Another lexicographically sortable unique id generator

Using randomly generated unique ids has a lot of advantages over table based autonumbered fields.

The most common option is to use UUIDs/GUIDs, which are 128 bits long but commonly stored as a 36 bytes string.

Another option available for Clarion programmers is to use StringTheory guids, which are 16 bytes strings with uppercase letters and numbers.

I find two disadvantages of random ids:

  • There is no way to know in what order the records were added, which may be useful in many situations
  • They cause index fragmentation in SQL data bases

A solution to this exists for UUIDs/GUIDs with UUIDv7, there is a Clarion implementation in this site. But I prefer StringTheory guids, as they are more compact and easier to use in manual sql queries.
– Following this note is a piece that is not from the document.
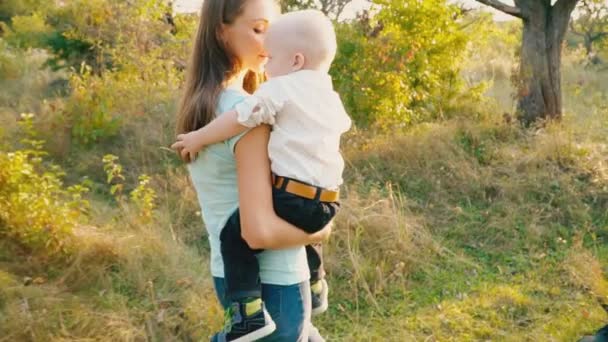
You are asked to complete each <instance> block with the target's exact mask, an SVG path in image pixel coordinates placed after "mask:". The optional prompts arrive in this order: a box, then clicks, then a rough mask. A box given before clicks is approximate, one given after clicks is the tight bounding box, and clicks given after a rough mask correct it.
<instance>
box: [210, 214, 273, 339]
mask: <svg viewBox="0 0 608 342" xmlns="http://www.w3.org/2000/svg"><path fill="white" fill-rule="evenodd" d="M220 243H221V251H222V259H223V260H224V282H225V285H226V297H227V300H228V301H230V308H229V310H227V311H226V312H228V313H229V314H230V321H229V322H227V323H226V327H225V328H224V330H222V331H220V332H218V333H217V334H215V335H214V336H213V338H212V341H235V340H239V341H255V340H258V339H260V338H263V337H265V336H268V335H270V334H272V332H273V331H274V330H275V329H276V325H275V323H274V321H273V320H272V317H270V314H268V311H266V308H265V306H264V303H263V302H262V285H261V284H260V276H259V273H260V267H259V265H258V260H257V258H256V256H255V255H256V254H257V253H259V252H260V251H261V250H253V249H251V248H249V246H248V245H247V243H246V242H245V240H243V238H242V237H241V223H240V215H239V211H238V210H236V212H235V213H234V214H232V216H230V218H229V219H228V222H227V223H226V225H225V226H224V228H223V229H222V233H221V234H220Z"/></svg>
I had the idea to use Clarion standard date and time to create a big number that expreses the current date and time in hundreths for seconds since december 28 1800, that is, a Clarion standard date/time (similar to Unix time), encode it using base 36 to get the first 8 bytes of the id, and then fill the rest of the id with random base 36 digits.

I uploaded an implementation and sample project to github (tested in C11). To add it to your application, copy MakeSGuid.inc and MakeSGuid.clw to your app’s folder or to accessory\libsrc\win, and add INCLUDE('MakeSGuid.inc'),ONCE inside the global map.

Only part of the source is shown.